A Zipper Galeria inaugurou no dia 23 de julho, a exposição Gesto paramétrico, nova individual da artista Rizza, com curadoria de Marc Pottier. A mostra reúne obras que dão continuidade à sua pesquisa em torno da manipulação de fenômenos ópticos, articulando arte, ciência e tecnologia.
Artista autodidata, Rizza apresenta seu trabalho como uma prática artística que gira em torno da manipulação de fenômenos ópticos capazes de criar interações visuais e espaciais.
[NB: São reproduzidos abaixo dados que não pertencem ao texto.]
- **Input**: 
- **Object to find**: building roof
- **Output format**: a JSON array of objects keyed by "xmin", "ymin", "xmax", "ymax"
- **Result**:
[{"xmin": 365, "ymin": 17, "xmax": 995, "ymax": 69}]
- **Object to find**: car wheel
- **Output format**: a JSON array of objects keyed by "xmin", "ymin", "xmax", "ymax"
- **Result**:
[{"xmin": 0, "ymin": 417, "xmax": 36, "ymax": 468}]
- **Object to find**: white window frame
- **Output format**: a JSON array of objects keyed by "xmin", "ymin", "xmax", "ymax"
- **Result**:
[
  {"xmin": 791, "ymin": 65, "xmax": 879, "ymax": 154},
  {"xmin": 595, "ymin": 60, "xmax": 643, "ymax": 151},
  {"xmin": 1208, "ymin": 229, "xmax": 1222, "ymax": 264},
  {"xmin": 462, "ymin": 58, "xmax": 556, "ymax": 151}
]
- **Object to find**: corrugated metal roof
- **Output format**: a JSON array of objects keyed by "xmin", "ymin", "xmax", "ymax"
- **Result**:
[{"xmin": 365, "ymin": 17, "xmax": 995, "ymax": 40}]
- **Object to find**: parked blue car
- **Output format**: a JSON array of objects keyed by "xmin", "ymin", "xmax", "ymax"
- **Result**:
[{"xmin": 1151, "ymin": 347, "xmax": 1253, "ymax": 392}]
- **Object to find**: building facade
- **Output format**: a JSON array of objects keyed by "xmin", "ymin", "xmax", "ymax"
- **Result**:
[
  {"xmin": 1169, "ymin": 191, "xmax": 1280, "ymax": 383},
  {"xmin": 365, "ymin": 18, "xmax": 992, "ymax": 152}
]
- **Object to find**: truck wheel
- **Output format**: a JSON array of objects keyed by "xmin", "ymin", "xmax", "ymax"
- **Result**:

As obras apresentadas em sua nova individual, Gesto paramétrico, dão continuidade a uma investigação que articula arte, ciência e tecnologia, agora com um foco mais direcionado à modelagem paramétrica. Nesta fase em que Rizza vem desenvolvendo obras tridimensionais, a matemática torna-se linguagem visual, convertendo variáveis numéricas em esculturas. Orientada pelo uso de algoritmos, equações e dados físicos, a artista apresenta as séries Bézier, Gauss e Momentum.
As esculturas tridimensionais surgem da combinação entre intuição e lógica, em uma dinâmica de ação e reação, na qual parâmetros orientam o desenvolvimento das formas, ou seja, por variáveis numéricas que definem características como dimensão, proporção, curvatura, densidade, ângulo e posição. Em vez de desenhar uma forma de maneira fixa e manual, o processo consiste em estabelecer regras matemáticas e relações lógicas que determinam como essa forma se comporta, se organiza e se transforma no espaço.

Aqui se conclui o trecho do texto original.